New professor’s microbiology research focuses on microorganism, fungal disease

New professor’s microbiology research focuses on microorganism, fungal disease

By Brenda Alvarez
Bridge contributing writer

Published Wednesday, March 2, 2022
(Originally published in the February print edition, 2022)

Hailing from a small town near the Indian Ocean, one new faculty member now strives to find a solution for pathogens.

Texas A&M International University Assistant Professor of microbiology Ruvini Pathirana, of Sri Lanka, discovered a curiosity about the quality of mass-produced food. This drove her to work toward a master’s in food science and technology from her hometown. After applying around the world to pursue her doctorate, she ended up earning it from a university in Nebraska.

professor examines a microorganism under a microscope
Karla de Leon | Bridge
Assistant Professor of microbiology Ruvini Pathirana using a microscope in her lab on 1st of February.

 She graduated with a molecular biology degree, studying pathogenic mechanisms. She dedicated herself to studying how a yeast, candida albicans, can sometimes cause disease in humans.

 “[It] especially [affects] people with weak immune systems—for example, cancer patients and babies,” Pathirana said.

After graduating from Nebraska in 2016, she continued with postdoctoral studies in New York, which included advanced training in research.

“You have more control over your research,” she said. “You make your own hypothesis, do your own experiments, you research and you publish.

“I had a good undergraduate [assistant] while working on my doctorate, who I mentored.” “I got impressed by the college through her.”

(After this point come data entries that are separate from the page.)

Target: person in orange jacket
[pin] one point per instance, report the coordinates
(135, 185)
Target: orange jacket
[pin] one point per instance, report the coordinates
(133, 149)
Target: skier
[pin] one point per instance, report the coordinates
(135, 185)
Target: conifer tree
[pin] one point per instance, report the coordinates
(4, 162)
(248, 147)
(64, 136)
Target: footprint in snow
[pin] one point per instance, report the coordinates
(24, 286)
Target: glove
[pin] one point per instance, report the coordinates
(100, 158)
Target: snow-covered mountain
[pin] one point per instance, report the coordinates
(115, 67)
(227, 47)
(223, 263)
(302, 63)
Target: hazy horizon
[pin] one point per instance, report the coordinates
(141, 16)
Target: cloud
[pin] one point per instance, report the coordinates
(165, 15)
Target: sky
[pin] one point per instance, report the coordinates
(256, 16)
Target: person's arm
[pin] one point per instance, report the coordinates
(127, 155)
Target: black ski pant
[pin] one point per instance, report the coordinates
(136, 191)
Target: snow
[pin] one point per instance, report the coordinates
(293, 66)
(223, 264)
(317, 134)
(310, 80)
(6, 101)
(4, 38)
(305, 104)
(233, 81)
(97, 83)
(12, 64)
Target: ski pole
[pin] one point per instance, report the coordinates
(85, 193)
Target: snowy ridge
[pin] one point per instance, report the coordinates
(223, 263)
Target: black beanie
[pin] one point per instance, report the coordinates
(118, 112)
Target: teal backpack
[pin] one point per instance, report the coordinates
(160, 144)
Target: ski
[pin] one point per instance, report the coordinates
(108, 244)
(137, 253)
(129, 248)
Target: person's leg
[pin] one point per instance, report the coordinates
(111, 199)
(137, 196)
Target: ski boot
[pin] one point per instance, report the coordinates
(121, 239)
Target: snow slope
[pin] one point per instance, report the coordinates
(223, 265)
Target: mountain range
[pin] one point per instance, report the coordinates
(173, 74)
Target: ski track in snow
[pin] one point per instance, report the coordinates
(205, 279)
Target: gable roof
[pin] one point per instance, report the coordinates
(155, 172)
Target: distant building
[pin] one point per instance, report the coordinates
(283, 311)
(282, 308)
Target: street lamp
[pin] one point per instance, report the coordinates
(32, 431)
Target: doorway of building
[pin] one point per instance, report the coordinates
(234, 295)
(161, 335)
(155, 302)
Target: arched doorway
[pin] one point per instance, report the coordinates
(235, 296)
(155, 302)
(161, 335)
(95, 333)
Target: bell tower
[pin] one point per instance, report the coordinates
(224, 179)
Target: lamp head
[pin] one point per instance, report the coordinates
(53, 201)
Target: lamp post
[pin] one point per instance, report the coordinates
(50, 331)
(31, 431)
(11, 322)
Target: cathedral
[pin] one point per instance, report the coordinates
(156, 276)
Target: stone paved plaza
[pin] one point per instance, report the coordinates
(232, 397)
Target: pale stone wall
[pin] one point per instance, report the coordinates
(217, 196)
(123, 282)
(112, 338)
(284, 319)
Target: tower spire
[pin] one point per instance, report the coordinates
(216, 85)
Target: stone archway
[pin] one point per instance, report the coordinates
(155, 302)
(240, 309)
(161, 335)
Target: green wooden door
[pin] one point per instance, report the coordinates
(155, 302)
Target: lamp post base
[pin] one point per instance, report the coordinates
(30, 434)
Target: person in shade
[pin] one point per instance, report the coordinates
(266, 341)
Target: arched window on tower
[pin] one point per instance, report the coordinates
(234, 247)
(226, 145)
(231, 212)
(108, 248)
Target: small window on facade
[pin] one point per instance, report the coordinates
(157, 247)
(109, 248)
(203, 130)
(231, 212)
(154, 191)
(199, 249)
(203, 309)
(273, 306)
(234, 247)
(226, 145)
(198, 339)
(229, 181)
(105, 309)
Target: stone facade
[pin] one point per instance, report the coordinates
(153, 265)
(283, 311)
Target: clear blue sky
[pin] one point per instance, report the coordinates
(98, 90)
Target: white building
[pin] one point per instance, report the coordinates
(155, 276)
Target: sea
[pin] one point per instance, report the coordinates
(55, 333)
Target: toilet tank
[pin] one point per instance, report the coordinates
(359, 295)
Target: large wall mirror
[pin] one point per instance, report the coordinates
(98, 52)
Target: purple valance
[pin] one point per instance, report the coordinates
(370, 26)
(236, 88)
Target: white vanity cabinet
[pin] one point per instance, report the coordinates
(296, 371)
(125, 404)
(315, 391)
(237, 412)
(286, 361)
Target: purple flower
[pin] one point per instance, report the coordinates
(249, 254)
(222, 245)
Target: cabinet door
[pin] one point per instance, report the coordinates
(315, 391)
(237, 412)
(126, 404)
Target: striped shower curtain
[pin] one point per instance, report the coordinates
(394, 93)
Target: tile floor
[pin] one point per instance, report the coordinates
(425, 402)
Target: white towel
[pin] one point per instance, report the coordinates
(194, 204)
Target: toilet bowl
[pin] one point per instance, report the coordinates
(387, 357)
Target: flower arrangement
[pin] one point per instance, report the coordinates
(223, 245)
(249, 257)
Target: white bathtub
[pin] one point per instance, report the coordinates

As someone who calls herself “a small city person,” Pathirana said the smaller size was one of the reasons that brought her to Laredo this past August. She transferred from San Antonio to continue her research.

Her parents really wanted her to attend medical school but her passion led her somewhere else. As a high school science teacher, her mother helped establish Pathirana’s love for science.

 “My mother knew that my passion was different,” she said. “She made us appreciate nature, so that built curiosity in me and I fell in love with the microbiology subject when I was in high school.” 

Aside from her ongoing research efforts, Pathirana enjoys listening to classical music, cooking and visiting museums. She hopes to stay at TAMIU longer than five years.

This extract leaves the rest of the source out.